Staying right on track
And also assisting is a better outlook for the Oz economy, which the Reserve Bank alluded to on Cup Day. The big bank thinks there’s a ‘rekindling’ of good economic growth ahead in 2018 and I reckon the stock market’s reaction recently, which often reflects what smart investors think will happen in six months’ time, is an endorsement of the RBA’s view.
This week Craig James showed what has happened to our economy since the previous RBA meeting and it paints a pretty rosy picture. Let me share it with you:
Consumer prices rose by 0.6% in the September quarter and annual inflation fell from 1.9% to 1.8%
Underlying inflation is holding around 1.85%.
Employment rose by 19,800 in September; the jobless rate fell to a 4½-year low of 5.5%.
Home price growth slowed; national home prices were flat in October.
The Aussie dollar eased from US78 cents to US76.5 cents.
Business conditions remained near 9½-year highs.
New vehicle sales in October were the highest for any October month.
The trade surplus was at a record high of $19 billion for the year to September.
US unemployment fell to a 16-year low of 4.1% but average earnings were flat in October.
The Chinese economy grew at a 6.8% in the year to September.
Consumer confidence is holding near long-term averages.
Retail trade was flat in September; retail prices fell 0.4% in the September quarter.
Commercial building approvals were at record highs in the year to September.

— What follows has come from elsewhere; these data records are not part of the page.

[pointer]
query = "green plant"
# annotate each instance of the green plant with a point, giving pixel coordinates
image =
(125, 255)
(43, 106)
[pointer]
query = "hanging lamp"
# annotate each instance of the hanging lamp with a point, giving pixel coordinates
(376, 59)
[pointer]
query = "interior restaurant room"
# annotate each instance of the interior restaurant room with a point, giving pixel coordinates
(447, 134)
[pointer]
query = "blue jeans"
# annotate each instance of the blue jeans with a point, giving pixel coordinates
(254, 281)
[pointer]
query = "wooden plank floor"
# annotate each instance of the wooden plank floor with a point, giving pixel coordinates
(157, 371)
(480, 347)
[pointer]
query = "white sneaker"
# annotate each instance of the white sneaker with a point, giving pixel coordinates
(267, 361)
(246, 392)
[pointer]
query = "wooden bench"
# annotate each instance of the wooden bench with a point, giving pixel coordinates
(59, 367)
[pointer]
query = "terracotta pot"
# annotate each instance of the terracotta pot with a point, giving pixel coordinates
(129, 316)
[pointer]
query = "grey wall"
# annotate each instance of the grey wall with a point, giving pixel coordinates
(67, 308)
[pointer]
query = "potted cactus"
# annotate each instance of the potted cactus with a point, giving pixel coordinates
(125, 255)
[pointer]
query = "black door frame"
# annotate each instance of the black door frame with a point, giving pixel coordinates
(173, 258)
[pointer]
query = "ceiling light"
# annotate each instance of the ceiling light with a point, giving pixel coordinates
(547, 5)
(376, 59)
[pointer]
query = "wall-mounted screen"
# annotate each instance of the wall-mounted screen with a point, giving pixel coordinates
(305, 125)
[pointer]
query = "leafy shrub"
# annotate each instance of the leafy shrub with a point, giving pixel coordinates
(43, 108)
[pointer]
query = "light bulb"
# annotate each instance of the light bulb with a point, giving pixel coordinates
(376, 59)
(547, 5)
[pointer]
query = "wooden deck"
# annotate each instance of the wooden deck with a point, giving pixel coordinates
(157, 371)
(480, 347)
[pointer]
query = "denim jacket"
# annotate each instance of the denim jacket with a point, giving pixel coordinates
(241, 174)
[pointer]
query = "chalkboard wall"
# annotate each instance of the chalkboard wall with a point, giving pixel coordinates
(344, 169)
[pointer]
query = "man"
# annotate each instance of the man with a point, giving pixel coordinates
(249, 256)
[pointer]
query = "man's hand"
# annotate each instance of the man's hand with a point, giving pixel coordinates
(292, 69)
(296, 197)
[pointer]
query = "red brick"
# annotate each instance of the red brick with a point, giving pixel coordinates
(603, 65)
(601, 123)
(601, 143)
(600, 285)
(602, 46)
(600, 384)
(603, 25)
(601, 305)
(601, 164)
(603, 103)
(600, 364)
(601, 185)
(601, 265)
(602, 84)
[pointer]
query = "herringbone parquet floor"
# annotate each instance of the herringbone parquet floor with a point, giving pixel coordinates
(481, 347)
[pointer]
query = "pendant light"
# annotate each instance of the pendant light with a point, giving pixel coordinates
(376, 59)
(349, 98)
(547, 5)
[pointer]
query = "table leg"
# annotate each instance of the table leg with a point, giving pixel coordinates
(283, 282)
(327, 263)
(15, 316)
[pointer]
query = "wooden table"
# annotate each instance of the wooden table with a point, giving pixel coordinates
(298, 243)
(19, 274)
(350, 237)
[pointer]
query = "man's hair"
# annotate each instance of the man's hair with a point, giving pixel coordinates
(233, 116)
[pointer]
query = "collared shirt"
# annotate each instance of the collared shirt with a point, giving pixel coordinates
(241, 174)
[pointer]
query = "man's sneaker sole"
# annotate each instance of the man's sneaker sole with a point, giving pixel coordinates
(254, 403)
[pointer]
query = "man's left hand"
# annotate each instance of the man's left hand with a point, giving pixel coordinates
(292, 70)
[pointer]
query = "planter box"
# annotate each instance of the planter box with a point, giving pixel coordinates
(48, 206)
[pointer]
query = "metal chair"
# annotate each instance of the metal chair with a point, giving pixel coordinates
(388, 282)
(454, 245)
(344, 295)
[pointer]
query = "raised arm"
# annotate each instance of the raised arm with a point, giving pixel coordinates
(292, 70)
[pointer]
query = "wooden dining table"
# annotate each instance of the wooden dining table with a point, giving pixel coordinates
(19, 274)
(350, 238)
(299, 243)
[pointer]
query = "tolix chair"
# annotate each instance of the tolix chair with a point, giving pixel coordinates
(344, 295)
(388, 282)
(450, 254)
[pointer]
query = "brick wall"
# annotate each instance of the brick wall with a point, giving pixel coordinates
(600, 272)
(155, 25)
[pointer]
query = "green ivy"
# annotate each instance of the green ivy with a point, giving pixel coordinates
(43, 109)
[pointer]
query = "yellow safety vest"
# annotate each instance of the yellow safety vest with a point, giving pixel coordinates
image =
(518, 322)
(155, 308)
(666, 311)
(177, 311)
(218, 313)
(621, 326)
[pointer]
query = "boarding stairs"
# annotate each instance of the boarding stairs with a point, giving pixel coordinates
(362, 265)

Global oil prices rose to 2-year highs.
And there’s more…
I could add other pluses, such as building approvals in trend terms, up for the eighth straight month, economist are tipping better wage rises in 2018 and business profitability at a 9½-year high! I could go on but I think I’ve laid it on thick enough.
Politics for dummies
As you can see there are plenty of reasons for stock market optimism but I hope it’s not KO’d by the dummies in the US Senate!